Second, the xPatch head acceleration monitoring devices provide estimates of peak linear acceleration having a 30% root-mean-square error³⁹. This error represents added noise which may reduce the precision of thresholds when examining the correlation between I_self and accumulated HAEs. However, it is to be noted that the xPatch sensor was shown to produce lower levels of PLA measurement error than other commercially available sensor packages³⁹, marking this sensor as one of the best available options, particularly when correctly placed on the mastoid process (as depicted by Lee et al.⁴⁰).

Lastly, no video verification of HAEs was available for this study, meaning that precise numbers of recorded HAEs should be interpreted cautiously. While some studies do suggest video verification of head impacts should be used alongside head acceleration monitoring to prevent false-positive recordings of acceleration events^41,77,78, we note that practical limitations (e.g., funding, manpower, and availability of video recordings) reduce the feasibility of implementation of video verification in all studies. Further, video verification is also unlikely to produce precise classification of HAEs.
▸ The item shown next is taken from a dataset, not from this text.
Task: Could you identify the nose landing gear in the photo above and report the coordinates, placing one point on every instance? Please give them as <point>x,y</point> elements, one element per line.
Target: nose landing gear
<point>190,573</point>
Limitations in video quantity or visibility of players can result in HAEs that are not captured on video⁴¹, or in other instances it can be unclear whether direct or indirect head impacts/accelerations occurred⁷⁷. We argue that meaningful information can be gleaned from the HAE data used in the present study based on three justifications: (1) a 20 g PLA lower threshold is likely to exclude HAEs stemming from non-collision events such hard stops or cuts (that are not likely to be injurious)⁴²; (2) the aggregated number of reported events is highly consistent across head-mounted devices³⁹; and (3) given that the PLA error induced by the xPatch sensor is stochastic in nature, then analysis over an extended period of total counts of HAEs exceeding the 20 g threshold should provide an accurate picture of the aggregated exposure¹⁰.

Conclusion

This study demonstrated that high school American football athletes undergo changes in brain functional connectivity over the course of a play season, though none sustained a clinically diagnosed concussion. Functional connectome self-similarity (I_self) with individuals’ Pre-season session was shown to significantly decrease by the time of the second half of the play season (In2), while this self-similarity with the Pre-season FC was recovered by the Post scan session. The lower levels of within-individual self-similarity in the second half of the play season were found to be significantly overlapping with the distribution of inter-individual similarity among different individuals. This overlap at In2 suggested that some athletes could be identified (e.g., as in fingerprinting) as different individuals when compared to their Pre-season FC. At a network level, these functional connectivity alterations were found to occur most prominently in the somatomotor and ventral attention networks. Both early and post-season connectivity changes were found to be negatively associated with HAE metrics. These results highlight that repetitive exposure to HAEs can result in significant changes in brain functional connectivity without diagnosable symptoms and suggest that recovery time free from continued exposure to acceleration events may be beneficial for the recovery of youth athletes’ brain physiology.